Был он крупная шишка. Управлял какими-то имениями в Крыму и на Кавказе; на Волге, под его начальством, состояло более двадцати тысяч десятин, кроме того, что-то орудовал с нефтью и с железом. Видел я его каждый день. Утром, бывало, выйдет к завтраку – в час или в два, – просто страшно на него смотреть. Огромный, опухший, лицо земляное, под глазами черные мешки, а глаза оловянные, бессмысленные, чуть не выскакивают наружу. Дышать ему очень трудно было; что-то такое делалось у него с легкими или с сердцем, – кажется, была грудная жаба. Ляжет грудью на стол, локти растопырит и дышит не то что горлом, а спиной, и животом, и головой. Набирает воздуху – голову и грудь подымет кверху, рот раскроет, а как выпустит воздух, так весь и рухнет опять на стол. Так и трепыхается, бедный, с полчаса. Но ничего: ошарашит перед завтраком сколько-нибудь водки, бутылку гретого красного вина, глядишь – и поправился и повеселел.

Крупные он, должно быть, дела делал, и все с шуточками, с приговорками, за обедом, за шампанским. Но и в карты сильно играл и развратничал широко. Щедрый был. Много от него нашему брату перепадало.
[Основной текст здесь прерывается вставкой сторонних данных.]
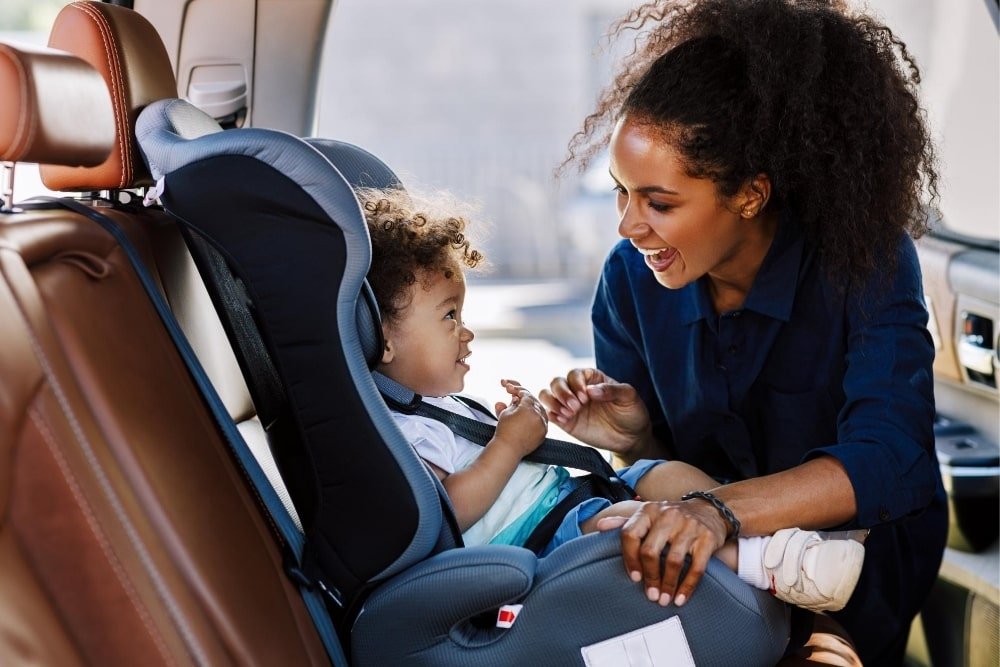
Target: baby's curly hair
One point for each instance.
(822, 101)
(412, 237)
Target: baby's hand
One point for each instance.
(523, 423)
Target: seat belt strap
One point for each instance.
(312, 591)
(550, 452)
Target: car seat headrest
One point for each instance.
(362, 169)
(55, 108)
(128, 53)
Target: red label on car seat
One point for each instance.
(507, 614)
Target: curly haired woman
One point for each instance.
(763, 318)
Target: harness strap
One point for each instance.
(602, 481)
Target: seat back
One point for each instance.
(127, 534)
(290, 230)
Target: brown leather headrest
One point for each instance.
(54, 108)
(127, 51)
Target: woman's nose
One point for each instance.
(629, 224)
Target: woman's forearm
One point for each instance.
(814, 495)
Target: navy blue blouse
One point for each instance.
(804, 369)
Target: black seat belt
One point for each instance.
(288, 535)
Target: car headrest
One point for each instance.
(129, 54)
(55, 108)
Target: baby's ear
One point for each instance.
(388, 350)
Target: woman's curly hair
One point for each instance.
(413, 239)
(822, 101)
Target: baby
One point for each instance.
(419, 254)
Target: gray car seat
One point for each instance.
(281, 214)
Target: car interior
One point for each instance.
(175, 368)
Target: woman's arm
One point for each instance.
(661, 536)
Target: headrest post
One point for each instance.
(7, 187)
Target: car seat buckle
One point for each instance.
(304, 581)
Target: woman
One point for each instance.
(763, 318)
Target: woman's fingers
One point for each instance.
(698, 561)
(667, 548)
(559, 400)
(633, 532)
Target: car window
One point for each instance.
(958, 51)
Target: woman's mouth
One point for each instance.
(659, 259)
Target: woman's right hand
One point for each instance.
(599, 411)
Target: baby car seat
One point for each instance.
(279, 215)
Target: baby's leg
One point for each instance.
(672, 479)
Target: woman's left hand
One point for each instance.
(658, 540)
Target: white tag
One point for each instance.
(507, 614)
(154, 192)
(661, 644)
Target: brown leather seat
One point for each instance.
(127, 534)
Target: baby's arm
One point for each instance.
(521, 428)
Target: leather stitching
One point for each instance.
(190, 641)
(98, 533)
(22, 137)
(117, 86)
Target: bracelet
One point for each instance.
(724, 510)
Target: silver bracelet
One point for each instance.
(723, 509)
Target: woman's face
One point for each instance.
(680, 224)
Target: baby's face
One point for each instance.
(428, 346)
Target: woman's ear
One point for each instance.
(753, 196)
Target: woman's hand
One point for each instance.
(522, 425)
(600, 411)
(660, 538)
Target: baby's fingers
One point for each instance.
(559, 400)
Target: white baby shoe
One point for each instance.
(810, 571)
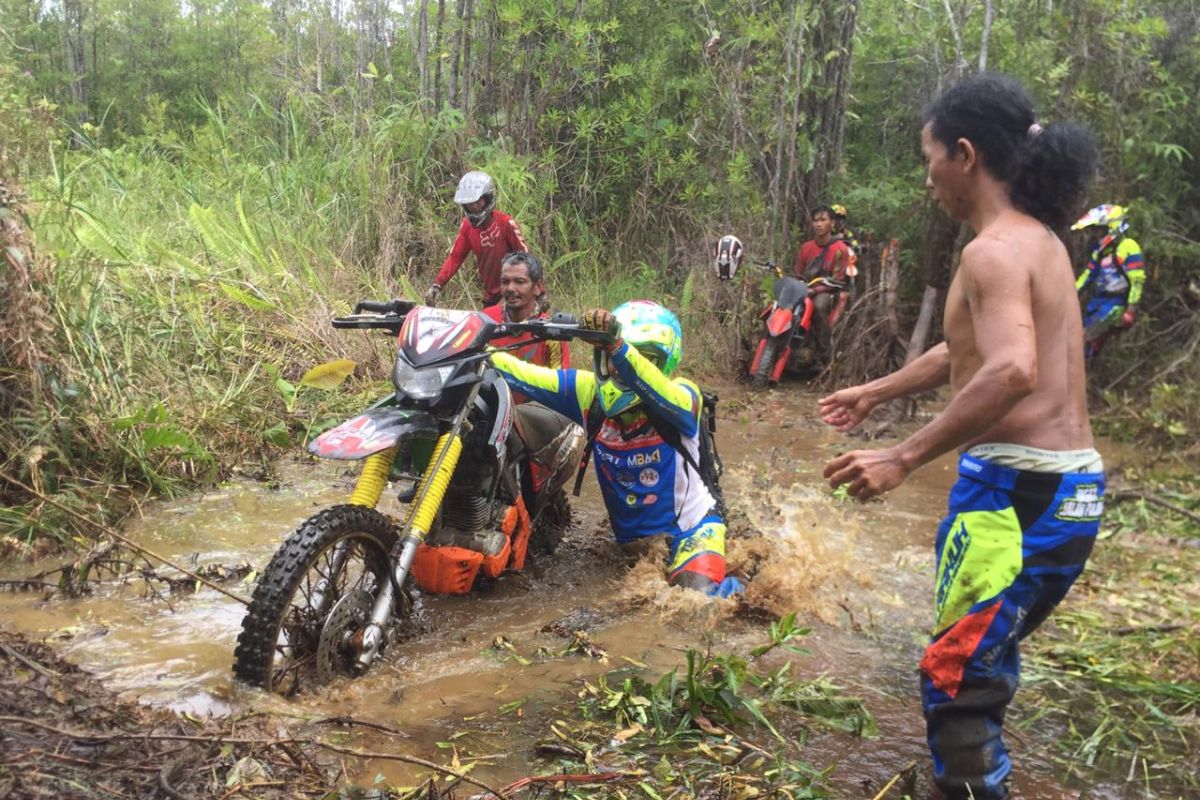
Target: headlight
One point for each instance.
(420, 384)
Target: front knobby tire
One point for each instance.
(766, 365)
(281, 632)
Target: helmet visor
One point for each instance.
(605, 370)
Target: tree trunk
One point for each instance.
(437, 54)
(77, 62)
(468, 20)
(423, 52)
(456, 59)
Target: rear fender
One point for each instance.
(780, 322)
(502, 423)
(375, 429)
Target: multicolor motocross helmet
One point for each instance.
(653, 331)
(1109, 216)
(729, 257)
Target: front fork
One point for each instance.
(420, 521)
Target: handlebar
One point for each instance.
(562, 328)
(377, 314)
(399, 307)
(389, 316)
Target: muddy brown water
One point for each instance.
(859, 575)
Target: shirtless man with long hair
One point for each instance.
(1025, 511)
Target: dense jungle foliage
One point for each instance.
(191, 190)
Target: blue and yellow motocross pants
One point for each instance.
(1011, 547)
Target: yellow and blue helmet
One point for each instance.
(652, 330)
(1109, 216)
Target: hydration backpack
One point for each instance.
(709, 468)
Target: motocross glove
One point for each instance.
(600, 319)
(431, 295)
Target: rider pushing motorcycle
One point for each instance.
(827, 257)
(647, 441)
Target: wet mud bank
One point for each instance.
(489, 675)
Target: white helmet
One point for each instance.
(729, 257)
(473, 187)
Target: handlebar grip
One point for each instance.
(381, 306)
Остановился он в четвертом номере, у Михайлы, в бельэтаже, и странно, – с этих пор у нас с Михайлой нашу дружбу – чик! – точно ножом отрезало. Охладели друг к другу– и шабаш. Только раз, помню: кончил я службу и иду вниз по лестнице, а он меня сверху кличет: «Андрей!» Гляжу, он через перила перевесился и манит меня пальцем. И лицо все у него кривится, как у дьявола: не то смеется, не то нарочно рожи строит. Я поднялся к нему, спрашиваю: «Что́?» А он говорит: «Вчера Николай Яковлевич (это так номера четвертого звали), вчера Николай Яковлевич пьяный вернулся, и, когда лег, сейчас же захрапел, и двери не успел запереть. Я его толкал, толкал: «Не угодно ли, мол, раздеться?» Ку-да!» Понял я, поглядел на Михайлу, он на меня. «Так что же?» – шепотом спрашиваю. А он этак, с растяжкой: «Да н-ниче-го». – «Прощай, говорю, Михайла». А он опять так же лениво: «Прощай, Андрей».

А потом и случилось это самое. Подал я вечером в красный кабияет устрицы, матлот из налима и какое-то белое вино и стою в коридоре около часов. Было четверть первого. Вдруг точно меня кто-то сзади толкнул в спину. Обернулся, гляжу – в конце коридора стоит Михайла. Лицо белое, – такое белое, что от манишки не отличишь. Стоит – и ни звука. И знаете, – удивительно: сразу я понял, в чем дело. И ни он мне не сказал ничего, ни я ему. Но заметил я, что у него на руках белые перчатки.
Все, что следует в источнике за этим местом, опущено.